Mr. Sapers said the letter requests more information on 13 initiatives that were mentioned as part of the CSC's 26-page response, including several dealing specifically with solitary confinement.

"That will help us understand how the Correctional Service of Canada is being accountable, to not just the coroner's inquiry but also to Parliament and to Canadians in the exercise of its duties," Mr. Sapers said. "Segregation is a very austere form of incarceration and the policy framework around it must be robust."

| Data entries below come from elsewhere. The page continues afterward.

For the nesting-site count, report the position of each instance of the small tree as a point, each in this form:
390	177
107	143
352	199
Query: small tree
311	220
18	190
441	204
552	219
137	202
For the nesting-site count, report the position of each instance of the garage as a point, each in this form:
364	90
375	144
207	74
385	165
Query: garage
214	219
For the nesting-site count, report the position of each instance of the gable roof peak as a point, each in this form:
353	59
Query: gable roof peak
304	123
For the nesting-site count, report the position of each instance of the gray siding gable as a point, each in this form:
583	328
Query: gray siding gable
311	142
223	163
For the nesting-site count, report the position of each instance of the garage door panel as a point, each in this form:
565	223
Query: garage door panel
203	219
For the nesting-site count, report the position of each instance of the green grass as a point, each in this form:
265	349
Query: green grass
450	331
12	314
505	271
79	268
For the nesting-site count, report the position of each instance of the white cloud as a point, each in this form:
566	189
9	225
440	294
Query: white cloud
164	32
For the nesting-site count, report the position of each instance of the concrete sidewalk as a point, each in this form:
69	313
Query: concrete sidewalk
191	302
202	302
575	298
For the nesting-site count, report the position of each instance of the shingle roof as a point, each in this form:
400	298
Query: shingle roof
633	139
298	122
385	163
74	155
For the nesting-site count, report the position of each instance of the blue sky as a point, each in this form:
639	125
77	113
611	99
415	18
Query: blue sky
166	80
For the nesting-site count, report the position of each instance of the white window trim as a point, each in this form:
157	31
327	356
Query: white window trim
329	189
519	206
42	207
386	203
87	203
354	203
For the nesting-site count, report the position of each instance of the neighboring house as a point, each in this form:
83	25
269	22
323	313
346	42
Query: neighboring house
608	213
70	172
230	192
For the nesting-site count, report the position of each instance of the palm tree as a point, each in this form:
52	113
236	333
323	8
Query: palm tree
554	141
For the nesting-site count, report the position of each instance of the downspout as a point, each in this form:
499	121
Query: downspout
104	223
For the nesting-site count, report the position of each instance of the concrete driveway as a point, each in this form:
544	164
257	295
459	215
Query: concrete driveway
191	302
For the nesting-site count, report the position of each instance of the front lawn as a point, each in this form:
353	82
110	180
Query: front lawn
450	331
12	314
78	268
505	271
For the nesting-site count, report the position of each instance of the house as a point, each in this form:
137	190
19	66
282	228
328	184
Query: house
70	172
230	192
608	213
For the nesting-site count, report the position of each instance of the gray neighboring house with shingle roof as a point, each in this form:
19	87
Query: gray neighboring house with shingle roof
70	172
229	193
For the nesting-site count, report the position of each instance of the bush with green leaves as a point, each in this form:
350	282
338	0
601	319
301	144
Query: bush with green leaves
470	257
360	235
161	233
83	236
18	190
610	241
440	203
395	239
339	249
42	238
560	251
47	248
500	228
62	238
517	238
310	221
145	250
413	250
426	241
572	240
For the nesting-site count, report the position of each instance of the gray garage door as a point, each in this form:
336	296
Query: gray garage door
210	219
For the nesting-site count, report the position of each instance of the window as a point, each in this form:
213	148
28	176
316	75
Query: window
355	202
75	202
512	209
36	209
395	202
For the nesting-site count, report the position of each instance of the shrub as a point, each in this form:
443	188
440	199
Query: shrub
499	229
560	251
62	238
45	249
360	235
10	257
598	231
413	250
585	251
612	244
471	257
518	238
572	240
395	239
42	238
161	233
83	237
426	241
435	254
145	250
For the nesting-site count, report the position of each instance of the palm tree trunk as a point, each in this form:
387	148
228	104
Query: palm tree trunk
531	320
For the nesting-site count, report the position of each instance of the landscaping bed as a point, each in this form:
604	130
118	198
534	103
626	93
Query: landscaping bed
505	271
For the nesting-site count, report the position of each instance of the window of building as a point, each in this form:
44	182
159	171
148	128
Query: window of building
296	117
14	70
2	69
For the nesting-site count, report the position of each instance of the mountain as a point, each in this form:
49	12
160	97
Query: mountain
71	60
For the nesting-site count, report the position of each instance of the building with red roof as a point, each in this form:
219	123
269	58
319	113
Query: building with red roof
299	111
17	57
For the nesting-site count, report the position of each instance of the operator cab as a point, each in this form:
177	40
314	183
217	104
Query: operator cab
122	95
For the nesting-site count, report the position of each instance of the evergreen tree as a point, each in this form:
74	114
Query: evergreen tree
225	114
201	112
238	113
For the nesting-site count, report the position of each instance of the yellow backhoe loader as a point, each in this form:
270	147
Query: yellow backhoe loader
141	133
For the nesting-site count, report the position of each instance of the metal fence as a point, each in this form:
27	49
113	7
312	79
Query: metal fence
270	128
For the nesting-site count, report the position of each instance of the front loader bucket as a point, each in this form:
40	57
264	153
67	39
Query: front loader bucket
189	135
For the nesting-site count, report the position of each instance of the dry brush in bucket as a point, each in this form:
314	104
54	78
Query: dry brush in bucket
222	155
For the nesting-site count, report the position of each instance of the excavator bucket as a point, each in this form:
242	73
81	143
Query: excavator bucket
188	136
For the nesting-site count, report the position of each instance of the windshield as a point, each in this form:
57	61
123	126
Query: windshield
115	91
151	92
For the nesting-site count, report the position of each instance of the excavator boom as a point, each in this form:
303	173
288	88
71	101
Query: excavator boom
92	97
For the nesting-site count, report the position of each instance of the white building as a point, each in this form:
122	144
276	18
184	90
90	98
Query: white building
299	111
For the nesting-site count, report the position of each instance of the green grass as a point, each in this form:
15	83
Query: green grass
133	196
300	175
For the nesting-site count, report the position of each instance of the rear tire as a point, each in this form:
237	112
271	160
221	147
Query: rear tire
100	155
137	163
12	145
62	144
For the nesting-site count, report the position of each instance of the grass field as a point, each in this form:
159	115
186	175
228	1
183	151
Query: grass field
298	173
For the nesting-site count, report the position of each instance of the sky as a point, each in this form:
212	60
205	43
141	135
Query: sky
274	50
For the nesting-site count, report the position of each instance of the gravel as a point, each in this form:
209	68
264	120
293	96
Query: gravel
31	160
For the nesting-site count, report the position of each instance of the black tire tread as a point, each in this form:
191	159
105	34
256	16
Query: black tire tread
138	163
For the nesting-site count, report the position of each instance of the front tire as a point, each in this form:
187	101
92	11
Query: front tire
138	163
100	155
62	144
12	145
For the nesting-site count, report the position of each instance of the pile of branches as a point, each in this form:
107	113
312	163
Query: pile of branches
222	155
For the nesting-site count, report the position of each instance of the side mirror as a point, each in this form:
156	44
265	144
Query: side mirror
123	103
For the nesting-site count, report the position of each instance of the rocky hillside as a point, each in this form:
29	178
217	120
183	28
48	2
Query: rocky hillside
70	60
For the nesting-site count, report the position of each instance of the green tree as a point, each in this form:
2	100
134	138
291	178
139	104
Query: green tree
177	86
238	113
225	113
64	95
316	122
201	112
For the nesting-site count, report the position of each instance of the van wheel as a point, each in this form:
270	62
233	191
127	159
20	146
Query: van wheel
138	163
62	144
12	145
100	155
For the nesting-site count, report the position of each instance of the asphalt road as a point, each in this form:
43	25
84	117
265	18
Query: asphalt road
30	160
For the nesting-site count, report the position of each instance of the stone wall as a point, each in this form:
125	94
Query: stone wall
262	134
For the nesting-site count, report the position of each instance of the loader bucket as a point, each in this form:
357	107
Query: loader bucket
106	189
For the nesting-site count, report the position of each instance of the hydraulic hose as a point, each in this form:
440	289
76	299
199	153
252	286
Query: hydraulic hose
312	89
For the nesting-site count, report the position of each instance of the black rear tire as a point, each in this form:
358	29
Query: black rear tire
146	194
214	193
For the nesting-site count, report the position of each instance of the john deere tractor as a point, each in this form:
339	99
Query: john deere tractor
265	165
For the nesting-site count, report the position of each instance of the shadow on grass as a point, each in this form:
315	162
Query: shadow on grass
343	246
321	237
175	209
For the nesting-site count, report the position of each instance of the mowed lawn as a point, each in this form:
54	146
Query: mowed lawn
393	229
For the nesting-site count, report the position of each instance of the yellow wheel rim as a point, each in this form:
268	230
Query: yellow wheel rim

Mr. Sapers's comments came as a second court challenge was launched against the use of solitary confinement in federal prisons. The Canadian Civil Liberties Association and the Canadian Association of Elizabeth Fry Societies filed a petition in Ontario Superior Court this week challenging the constitutionality of the practice.

The B.C. Civil Liberties Association and the John Howard Society began a similar action in British Columbia last week.

Ottawa has faced growing criticism for the way solitary confinement is used, with advocates pointing to the deaths of Ms. Smith and Mr. Snowshoe as evidence that the practice is inhumane.

In the case concerning Ms. Smith, the coroner's jury ruled her death a homicide because officials did not intervene to prevent it.

Ottawa has rejected calls by the coroner's jury to prohibit the use of segregation for mentally ill inmates and the introduction of a cap on the number of days inmates can spend in solitary confinement. Mr. Sapers said he is concerned that the government's response seemed largely to reinforce the status quo.

"That said, they have undertaken to review their use of segregation in a number of areas," Mr. Sapers said. "And so we're hopeful that the door is not entirely closed on further reforms."

The Correctional Service of Canada has said it will present options on segregation to the Minister of Public Safety by June. A spokesman for Mr. Blaney did not immediately respond to a query about the letter from Mr. Sapers.

Mr. Sapers said the issue of solitary confinement remains a priority for his office, which has continued to respond to complaints from segregated offenders and their family members since the conclusion of the coroner's inquest.

Asked about the recent court challenges, Mr. Sapers said they seem to indicate a lot of public interest in the matter. "There's always been a pretty good debate around the use of segregation in corrections," he said. "And I think that that debate, to some extent, is coming to a head now with these court challenges."